Defender — Objective 3: Use jq¶

What is jq?¶

jq is a command-line JSON processor. Think of it as grep/awk/sed but specifically for JSON. It lets you extract fields, filter records, reshape data, and aggregate — all from the terminal, no scripting needed.

Install: brew install jq (macOS) | apt install jq (Linux)

CloudTrail logs are nested JSON. Without jq you'd be scrolling through thousands of lines manually. With jq you can write a one-liner to extract exactly what you need.

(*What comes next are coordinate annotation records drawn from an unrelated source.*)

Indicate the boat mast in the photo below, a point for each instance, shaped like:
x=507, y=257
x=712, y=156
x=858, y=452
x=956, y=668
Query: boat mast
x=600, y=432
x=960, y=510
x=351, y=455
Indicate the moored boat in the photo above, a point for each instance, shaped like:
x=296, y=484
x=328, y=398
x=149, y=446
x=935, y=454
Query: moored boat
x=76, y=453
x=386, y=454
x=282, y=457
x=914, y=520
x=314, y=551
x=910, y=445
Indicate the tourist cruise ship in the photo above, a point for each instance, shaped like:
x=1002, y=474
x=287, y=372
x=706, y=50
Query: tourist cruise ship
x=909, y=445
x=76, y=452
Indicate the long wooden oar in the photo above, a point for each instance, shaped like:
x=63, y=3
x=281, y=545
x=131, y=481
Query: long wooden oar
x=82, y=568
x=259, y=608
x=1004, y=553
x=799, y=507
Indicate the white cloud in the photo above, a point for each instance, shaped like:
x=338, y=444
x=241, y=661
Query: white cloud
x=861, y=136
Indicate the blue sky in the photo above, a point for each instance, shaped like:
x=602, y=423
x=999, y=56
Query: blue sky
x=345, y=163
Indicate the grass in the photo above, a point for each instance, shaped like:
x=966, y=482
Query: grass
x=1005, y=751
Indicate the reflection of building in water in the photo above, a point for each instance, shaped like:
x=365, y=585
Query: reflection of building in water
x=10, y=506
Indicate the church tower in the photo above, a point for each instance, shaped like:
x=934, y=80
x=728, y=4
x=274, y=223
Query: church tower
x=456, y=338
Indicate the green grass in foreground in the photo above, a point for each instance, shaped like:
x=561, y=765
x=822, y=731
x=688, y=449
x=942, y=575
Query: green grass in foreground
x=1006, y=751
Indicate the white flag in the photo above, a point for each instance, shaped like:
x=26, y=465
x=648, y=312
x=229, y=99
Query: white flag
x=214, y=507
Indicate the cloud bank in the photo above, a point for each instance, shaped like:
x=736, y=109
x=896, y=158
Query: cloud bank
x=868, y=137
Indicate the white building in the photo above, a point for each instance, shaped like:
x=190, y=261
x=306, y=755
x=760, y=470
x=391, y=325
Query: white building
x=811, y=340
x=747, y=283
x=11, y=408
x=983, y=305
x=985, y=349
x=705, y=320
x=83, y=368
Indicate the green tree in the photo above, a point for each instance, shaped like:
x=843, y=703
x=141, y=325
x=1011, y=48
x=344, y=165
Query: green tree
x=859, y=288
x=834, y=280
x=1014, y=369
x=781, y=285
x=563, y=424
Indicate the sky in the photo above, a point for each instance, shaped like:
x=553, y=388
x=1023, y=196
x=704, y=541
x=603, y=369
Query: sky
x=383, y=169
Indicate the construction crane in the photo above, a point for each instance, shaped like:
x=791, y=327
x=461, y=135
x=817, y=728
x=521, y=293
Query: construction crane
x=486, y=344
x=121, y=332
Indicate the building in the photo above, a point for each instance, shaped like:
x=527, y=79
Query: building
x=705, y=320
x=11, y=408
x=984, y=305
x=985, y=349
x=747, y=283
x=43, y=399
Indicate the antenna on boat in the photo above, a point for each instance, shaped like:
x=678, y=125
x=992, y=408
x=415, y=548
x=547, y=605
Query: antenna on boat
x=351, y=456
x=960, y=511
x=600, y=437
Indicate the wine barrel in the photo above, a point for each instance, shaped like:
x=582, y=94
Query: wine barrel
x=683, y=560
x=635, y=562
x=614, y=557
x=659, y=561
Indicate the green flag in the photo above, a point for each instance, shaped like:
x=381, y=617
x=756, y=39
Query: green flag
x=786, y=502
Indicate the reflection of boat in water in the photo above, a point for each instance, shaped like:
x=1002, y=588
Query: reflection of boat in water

Step 1 — Decompress the Logs¶

CloudTrail stores logs as .json.gz (gzip-compressed JSON). First, decompress everything:

find . -type f -exec gunzip {} \;

Part	What it does
`find .`	Search starting from current directory, recursively into all subdirectories
`-type f`	Only match files — skip directories
`-exec gunzip {} \;`	For each file found, run `gunzip <filename>`. `{}` is replaced by the actual filename. `\;` terminates the `-exec` expression

This finds every .json.gz file in any subdirectory and decompresses it in place. The .json.gz files become .json files, keeping the same name minus the .gz extension.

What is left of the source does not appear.